Continuing the extraordinary legacy of Dr. Bob Moses, civil rights leader and educator. 

The Moses Family and the Cambridge Community Foundation launched the Bob Moses Fund for Education and Organizing, to both memorialize the extraordinary legacy of Dr. Bob Moses – an inspirational educator, civil rights leader, mentor, father, and father-figure to many, and to support movement builders that embody his spirit.  (Bob is pictured in the video above with his wife and longtime partner, Dr. Janet Jemmott Moses.)

The fund serves three primary purposes:

Invest in people, organizations, and initiatives whose work embodies the spirit and work of Dr. Bob Moses.

Nurture a living legacy that remains in dialogue with ideas and questions Bob raised for himself, young people, and America.

Grow a network of organizations, initiatives, and people working in his spirit.

To date, the Fund has awarded $180,000 to community leaders. In 2022, the Fund invested in two movement builders, providing two $75,000 grants. The recipients were:

  • Jeremy Dennis, a Shinnecock tribe member and award-winning contemporary fine art photographer and founder of Ma’s House, a residence and communal art space for Black, Indigenous, and people of color in Southampton, New York; and
  • Derrick Evans, a historian and former Boston School teacher leading a 20-year effort to preserve the land and history of Turkey Creek, Mississippi, land that was owned by former slaves and facing certain destruction without intervention.

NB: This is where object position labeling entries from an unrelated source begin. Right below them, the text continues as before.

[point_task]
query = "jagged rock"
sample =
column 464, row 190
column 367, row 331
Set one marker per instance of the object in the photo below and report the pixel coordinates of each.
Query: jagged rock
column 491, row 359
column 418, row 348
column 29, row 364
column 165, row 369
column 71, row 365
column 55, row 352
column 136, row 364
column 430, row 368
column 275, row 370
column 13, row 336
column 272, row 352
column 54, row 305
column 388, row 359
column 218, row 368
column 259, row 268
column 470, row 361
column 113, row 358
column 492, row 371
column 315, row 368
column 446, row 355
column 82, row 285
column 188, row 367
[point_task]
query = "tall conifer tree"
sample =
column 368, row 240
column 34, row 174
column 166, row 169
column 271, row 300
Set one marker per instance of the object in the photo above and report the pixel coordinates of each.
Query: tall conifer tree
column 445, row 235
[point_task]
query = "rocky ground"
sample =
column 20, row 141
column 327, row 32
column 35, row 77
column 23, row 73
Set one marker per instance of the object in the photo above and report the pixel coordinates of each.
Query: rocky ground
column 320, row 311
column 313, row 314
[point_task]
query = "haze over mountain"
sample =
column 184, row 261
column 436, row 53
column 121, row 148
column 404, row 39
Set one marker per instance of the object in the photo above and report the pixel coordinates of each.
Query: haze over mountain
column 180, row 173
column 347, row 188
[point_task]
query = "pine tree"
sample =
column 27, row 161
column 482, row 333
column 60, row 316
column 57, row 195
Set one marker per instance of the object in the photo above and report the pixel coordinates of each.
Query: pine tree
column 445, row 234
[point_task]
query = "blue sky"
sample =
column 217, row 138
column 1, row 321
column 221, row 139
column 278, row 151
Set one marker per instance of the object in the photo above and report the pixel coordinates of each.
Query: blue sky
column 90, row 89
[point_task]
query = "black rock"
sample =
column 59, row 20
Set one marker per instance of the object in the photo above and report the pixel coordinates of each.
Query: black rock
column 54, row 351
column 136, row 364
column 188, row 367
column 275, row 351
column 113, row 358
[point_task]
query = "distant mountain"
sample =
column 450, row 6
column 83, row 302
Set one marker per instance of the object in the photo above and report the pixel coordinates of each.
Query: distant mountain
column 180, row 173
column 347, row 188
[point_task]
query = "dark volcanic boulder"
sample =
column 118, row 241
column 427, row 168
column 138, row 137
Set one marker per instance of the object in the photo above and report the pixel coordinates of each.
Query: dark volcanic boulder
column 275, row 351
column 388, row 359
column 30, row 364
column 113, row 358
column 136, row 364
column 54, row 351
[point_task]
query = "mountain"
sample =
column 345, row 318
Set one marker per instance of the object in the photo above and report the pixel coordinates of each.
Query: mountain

In 2023, the Fund awarded $15,000 each to two emerging grassroots leaders from Cambridge:

  • Emmanuel Mervil, founder of Everybody Gotta Eat
  • Deondre Starling, founder of Scholars Before Athletes

The Fund also supports the Bob Moses Speaker Series curated by Dr. Janet Jemmott Moses in partnership with MIT and the Cambridge Community Foundation. The series explores the impact of caste on three major systems in this country — education, voting, and incarceration. The Moses Family, in partnership with the Cambridge Community Foundation, seeks additional funders to fuel this important work.

We envision this growing into a multi-million-dollar resource with national reach. Thank you for honoring Dr. Bob Moses with a gift.

Learn more at BobMosesFund.org

If you would like to mail a check, please write “Bob Moses Fund” in the memo and send it to: Cambridge Community Foundation, 99 Bishop Allen Drive, Cambridge, MA 02139.

For more information, or for other ways to donate, please contact Michal Rubin at [email protected].

We are grateful to partner with the Moses family, on the Bob Moses Fund for Education and Organizing. The family may contact donors to the fund with notes of gratitude and periodic updates. If you do not wish to be contacted in this regard, please email: [email protected]

The Fund in Action

Derrick Christopher Evans

In 2004, Derrick Christopher Evans paid $10,000 for a dilapidated house in Turkey Creek, Mississippi as a way to help preserve a small piece of the historically Black settlement founded in 1866 by enslaved people. Through unstoppable efforts to recognize this community’s significant heritage, that symbolic property is now a history center and museum, and the town of Turkey Creek is listed on the National Register of Historic Places.

Jeremy Dennis

Since June 2020, Indigenous visual artist and photographer
Jeremy Dennis has endeavored to restore the Silva family home he grew up in to make Ma’s House & BIPOC Art Studio a communal and safe space for Black, Indigenous, and People of Color (BIPOC) artists to create work, participate in artist residencies and be offered a place to exhibit their contemporary work on the Shinnecock Indian Reservation.

Emmanuel Mervil

Emmanuel is a Cambridge-born, former Algebra Project math literacy worker who created Everybody Gotta Eat, an organization that provides a platform and outlet for emerging independent chefs in the Black community, through his curated menus for events and lifts up Black-owned restaurants on social media. Founded as a small community give back, today he runs a catering company, hosts large-scale cookouts and food festivals that bring Cambridge residents back to their neighborhoods and runs a food blog. He attributes his desire to help people to his mother, whom he thinks of as a modern-day Harriet Tubman, helping people from her native country, Haiti.  

Deondre Starling 

A Cambridge native, Deondre is a former Rindge basketball star and rising entrepreneur. In 2023, he launched a new nonprofit, Scholars Before Athletes, dedicated to creating the programs and pathways young athletes need to pursue both athletic and academic excellence. Through annual givebacks, scholarships, workshops, and tournaments, Scholars Before Athletes uses our shared love of the game to support and showcase the next generation of talent.